Re: On Provenance for Queries for Web Data from Olaf Hartig on 2010-05-20 (public-xg-prov@w3.org from May 2010)

From: Olaf Hartig <hartig@informatik.hu-berlin.de>
Date: Thu, 20 May 2010 16:34:57 +0200
To: Irini Fundulaki <fundul@ics.forth.gr>
Cc: public-xg-prov@w3.org, Vassilis Christophides <christop@ics.forth.gr>, Grigoris Karvounarakis <gregkar@gmail.com>, Yannis Theoharis <ytheohar@gmail.com>
Message-Id: <201005201635.01882.hartig@informatik.hu-berlin.de>
Hey Irini,

On Thursday 20 May 2010 10:50:05 Irini Fundulaki wrote:
> [...]
> We believe that you might have misread the paper. Our objective is to
> understand the requirements for the boolean trust application when the
> SPARQL OPTIONAL operator is concerned (because of the lack of support
> for the left outer join in the relational context). For this, we adopt
> the semantics of the EnTrust operator for the **boolean trust application
> only** but not in general the annotation mechanism that you propose
> in your work.

I understood that you present an example in which you adopt the tSPARQL 
semantics (which is based on trust values in the interval [-1,1] associated 
with each solution mapping) to the application of boolean trust (which 
associates a boolean value with each solution mapping). 
 
> We believe that the main point worth noting here, is that a mapping
> annotated with the false value is treated as absent from the mapping set,
> and vice versa, a mapping that does not appear in the mapping set is
> considered as untrusted (i.e., annotated with the false value). This
> holds because of the strict semantics of the boolean trust
> application.

If that's you assumption, fine. But it's a wrong adaptation of the tSPARQL 
semantics. A boolean-based adaptation of the tSPARQL algebra would not remove 
a solution mapping only because it is associated with the trust value 'false'. 
Removing these mapping would only happen if there are EnTrust operators in the 
algebra expression. That's not the case in your examples.
Users of tSPARQL have to add EnTrust operators (by adding ENSURE TRUST clauses 
to the query) to explicitly declare for which parts of their query the output 
mappings have to be ignored if they are not trustworthy. Hence, users have the 
choice. That's not the case in your adaptation where each mapping that is not 
trustworthy is ignored immediately. What you seem to assume for you adaptation 
of the tSPARQL semantics is that each operator in an algebra expression is 
wrapped in an EnTrust operator. However, that's not the idea of tSPARQL and, 
thus, that's not what should be referred to as the "trust semantics" 
introduced by the tSPARQL document as you do in your paper.

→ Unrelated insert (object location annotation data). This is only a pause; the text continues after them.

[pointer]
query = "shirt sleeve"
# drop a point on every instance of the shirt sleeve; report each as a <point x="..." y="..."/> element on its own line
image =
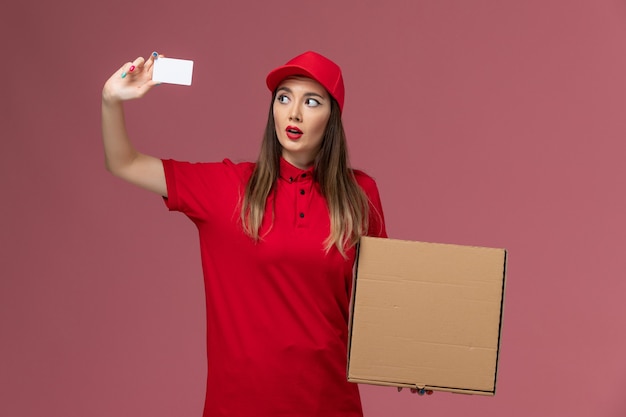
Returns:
<point x="198" y="189"/>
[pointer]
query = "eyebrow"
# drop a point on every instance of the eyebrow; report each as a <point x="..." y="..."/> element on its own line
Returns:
<point x="308" y="94"/>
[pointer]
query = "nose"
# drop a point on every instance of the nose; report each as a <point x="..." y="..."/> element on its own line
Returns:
<point x="294" y="114"/>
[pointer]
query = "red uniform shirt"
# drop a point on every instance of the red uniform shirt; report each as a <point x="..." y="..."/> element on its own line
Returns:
<point x="277" y="310"/>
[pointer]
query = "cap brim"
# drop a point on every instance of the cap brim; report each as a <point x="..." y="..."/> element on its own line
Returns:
<point x="276" y="76"/>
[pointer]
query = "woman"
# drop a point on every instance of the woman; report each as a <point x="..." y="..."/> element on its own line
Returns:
<point x="277" y="242"/>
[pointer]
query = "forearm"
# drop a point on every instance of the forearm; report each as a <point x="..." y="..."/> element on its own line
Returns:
<point x="119" y="152"/>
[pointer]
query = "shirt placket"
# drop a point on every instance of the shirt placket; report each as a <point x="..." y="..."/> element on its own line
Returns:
<point x="302" y="188"/>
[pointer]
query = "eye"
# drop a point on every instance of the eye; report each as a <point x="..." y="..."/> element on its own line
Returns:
<point x="283" y="99"/>
<point x="311" y="102"/>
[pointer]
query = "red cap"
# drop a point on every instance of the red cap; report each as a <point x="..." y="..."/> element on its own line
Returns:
<point x="313" y="65"/>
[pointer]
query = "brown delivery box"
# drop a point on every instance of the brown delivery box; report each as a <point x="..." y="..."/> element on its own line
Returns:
<point x="426" y="315"/>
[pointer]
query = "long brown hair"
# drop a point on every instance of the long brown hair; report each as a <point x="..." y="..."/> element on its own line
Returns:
<point x="347" y="203"/>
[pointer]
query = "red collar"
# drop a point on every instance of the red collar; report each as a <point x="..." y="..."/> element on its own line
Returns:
<point x="292" y="173"/>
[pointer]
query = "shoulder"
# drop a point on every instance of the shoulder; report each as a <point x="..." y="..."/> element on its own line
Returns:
<point x="365" y="181"/>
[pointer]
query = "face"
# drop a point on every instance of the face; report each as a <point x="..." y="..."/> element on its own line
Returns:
<point x="301" y="112"/>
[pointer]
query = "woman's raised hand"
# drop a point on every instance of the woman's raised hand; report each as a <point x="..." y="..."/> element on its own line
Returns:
<point x="132" y="80"/>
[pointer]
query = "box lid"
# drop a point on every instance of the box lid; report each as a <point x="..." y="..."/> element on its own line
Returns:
<point x="426" y="315"/>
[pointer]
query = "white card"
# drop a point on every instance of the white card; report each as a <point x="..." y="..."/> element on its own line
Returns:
<point x="172" y="71"/>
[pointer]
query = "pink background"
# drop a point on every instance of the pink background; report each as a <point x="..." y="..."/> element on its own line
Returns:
<point x="487" y="122"/>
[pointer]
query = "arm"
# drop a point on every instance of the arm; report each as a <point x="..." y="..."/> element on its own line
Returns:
<point x="131" y="81"/>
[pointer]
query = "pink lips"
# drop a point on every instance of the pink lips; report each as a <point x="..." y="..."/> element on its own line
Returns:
<point x="293" y="132"/>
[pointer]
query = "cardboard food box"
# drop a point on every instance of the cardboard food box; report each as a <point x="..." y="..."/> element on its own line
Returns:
<point x="426" y="316"/>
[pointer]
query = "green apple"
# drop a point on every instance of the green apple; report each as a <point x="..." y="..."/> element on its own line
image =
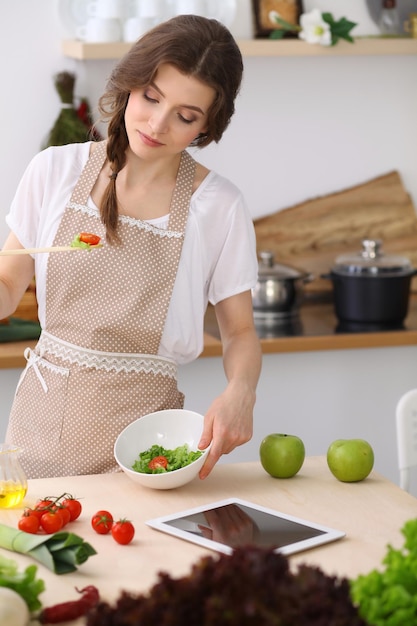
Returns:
<point x="350" y="460"/>
<point x="281" y="455"/>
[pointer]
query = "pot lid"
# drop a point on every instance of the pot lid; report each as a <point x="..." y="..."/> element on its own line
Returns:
<point x="269" y="269"/>
<point x="372" y="261"/>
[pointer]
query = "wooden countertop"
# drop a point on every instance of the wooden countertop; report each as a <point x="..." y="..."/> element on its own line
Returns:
<point x="316" y="328"/>
<point x="371" y="513"/>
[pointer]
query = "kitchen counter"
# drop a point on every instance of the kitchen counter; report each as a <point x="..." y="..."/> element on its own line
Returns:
<point x="315" y="328"/>
<point x="371" y="513"/>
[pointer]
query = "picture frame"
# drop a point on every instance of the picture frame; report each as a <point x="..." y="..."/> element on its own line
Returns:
<point x="289" y="10"/>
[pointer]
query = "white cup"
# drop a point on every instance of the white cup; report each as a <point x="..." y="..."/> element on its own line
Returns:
<point x="98" y="29"/>
<point x="108" y="9"/>
<point x="150" y="8"/>
<point x="194" y="7"/>
<point x="135" y="27"/>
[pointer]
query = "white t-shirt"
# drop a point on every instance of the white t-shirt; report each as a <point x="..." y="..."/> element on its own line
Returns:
<point x="218" y="258"/>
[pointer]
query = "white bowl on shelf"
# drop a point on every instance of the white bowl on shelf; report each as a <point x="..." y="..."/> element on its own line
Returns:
<point x="170" y="429"/>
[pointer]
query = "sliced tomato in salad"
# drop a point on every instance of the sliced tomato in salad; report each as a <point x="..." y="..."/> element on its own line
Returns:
<point x="89" y="238"/>
<point x="158" y="462"/>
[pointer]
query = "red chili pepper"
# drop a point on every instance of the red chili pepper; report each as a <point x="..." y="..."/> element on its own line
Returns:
<point x="67" y="611"/>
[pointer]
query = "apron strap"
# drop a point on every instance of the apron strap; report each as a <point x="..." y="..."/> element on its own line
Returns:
<point x="90" y="173"/>
<point x="183" y="191"/>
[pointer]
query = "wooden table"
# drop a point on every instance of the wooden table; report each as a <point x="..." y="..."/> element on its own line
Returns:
<point x="371" y="513"/>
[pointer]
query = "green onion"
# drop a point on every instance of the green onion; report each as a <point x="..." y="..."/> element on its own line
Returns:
<point x="61" y="553"/>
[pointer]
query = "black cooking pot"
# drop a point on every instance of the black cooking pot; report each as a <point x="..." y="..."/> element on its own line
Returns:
<point x="371" y="287"/>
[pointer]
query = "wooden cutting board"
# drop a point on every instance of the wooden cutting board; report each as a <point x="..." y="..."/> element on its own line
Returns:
<point x="312" y="234"/>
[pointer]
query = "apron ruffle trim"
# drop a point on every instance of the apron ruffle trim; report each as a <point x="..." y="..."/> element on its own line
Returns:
<point x="125" y="219"/>
<point x="108" y="361"/>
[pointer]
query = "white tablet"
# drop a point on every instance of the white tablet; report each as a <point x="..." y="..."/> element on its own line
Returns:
<point x="227" y="524"/>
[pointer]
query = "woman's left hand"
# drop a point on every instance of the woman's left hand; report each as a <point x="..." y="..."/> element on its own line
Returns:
<point x="228" y="423"/>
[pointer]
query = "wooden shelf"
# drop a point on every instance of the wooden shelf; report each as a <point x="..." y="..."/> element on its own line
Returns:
<point x="262" y="48"/>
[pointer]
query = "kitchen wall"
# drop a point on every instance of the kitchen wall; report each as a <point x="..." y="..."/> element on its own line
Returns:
<point x="303" y="127"/>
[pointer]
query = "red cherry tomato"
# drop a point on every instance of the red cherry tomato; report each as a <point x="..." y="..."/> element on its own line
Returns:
<point x="42" y="506"/>
<point x="29" y="522"/>
<point x="64" y="512"/>
<point x="74" y="507"/>
<point x="123" y="531"/>
<point x="158" y="462"/>
<point x="102" y="522"/>
<point x="51" y="522"/>
<point x="89" y="238"/>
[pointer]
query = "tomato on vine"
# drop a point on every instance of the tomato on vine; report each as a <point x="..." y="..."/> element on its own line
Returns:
<point x="102" y="522"/>
<point x="51" y="522"/>
<point x="29" y="522"/>
<point x="73" y="505"/>
<point x="123" y="531"/>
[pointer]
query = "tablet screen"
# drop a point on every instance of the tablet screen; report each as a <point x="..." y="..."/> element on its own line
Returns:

> By no means, do we change the semantics of SPARQL!.  As you can see in
> Table VIII-b \mu_17 in \Omega_4 is annotated with false, i.e. \Omega_4
> is deemed as empty. Therefore, the result of \Omega_1 LeftOuterJoin
> \Omega_4 = \Omega_1 as shown in Table VIII-c.  Mappings annotated with
> false can be ommitted from the Tables, since they are treated as absent
> (as we explain in the paper), however we included them for
> presentation reasons.

Ah, now I see your point: in the case mu_17 is assigned the trust value 
'false' during a trust assessment that implements your provenance based 
approach (i.e. that makes use of the provenance expression), you assume this 
mapping did not exist during query execution and that's why the query engine 
would calculate mu_21 and mu_20.
However, as far as I understand you propose to do these trust assessments at 
an arbitrary time when the query results have been determined. This means, 
when the query was executed mu_17 did exist (because by that time it is not 
clear what trust value would be associated to it in a later trust assessment 
procedure). For that reason, the query engine would never calculate mu_21. 
Hence, the query could never attach a provenance expression to mu_21 - there 
is no mu_21.

> Finally, note that in the paper we use boolean and ranked
> trust as indicative examples from a large body of applications ( bag
> semantics, view maintenance & update, access control, probabilistic
> databases) to discuss requirements of provenance models. These cannot
> be supported by an annotation mechanism defined for the trust
> assessment application only.

Sure. Sec.2.2 makes the advantages of applying a provenance based approach 
instead of an annotation based approach quite clear. There was no confusion 
about that on my side.

> [...]
> We introduce the term "abstract provenance model" to distinguish the
> provenance models from the different annotation models.

Okay. However, aren't "abstract provenance models" a special kind of 
annotation models. They annotate the source data and solutions with a 
provenance expression.

> [...]
> The model that you propose in tSPARQL resembles to the best of our
> understanding to an abstract provenance model since at the end, the
> triples are annotated with expressions and not with values true/false.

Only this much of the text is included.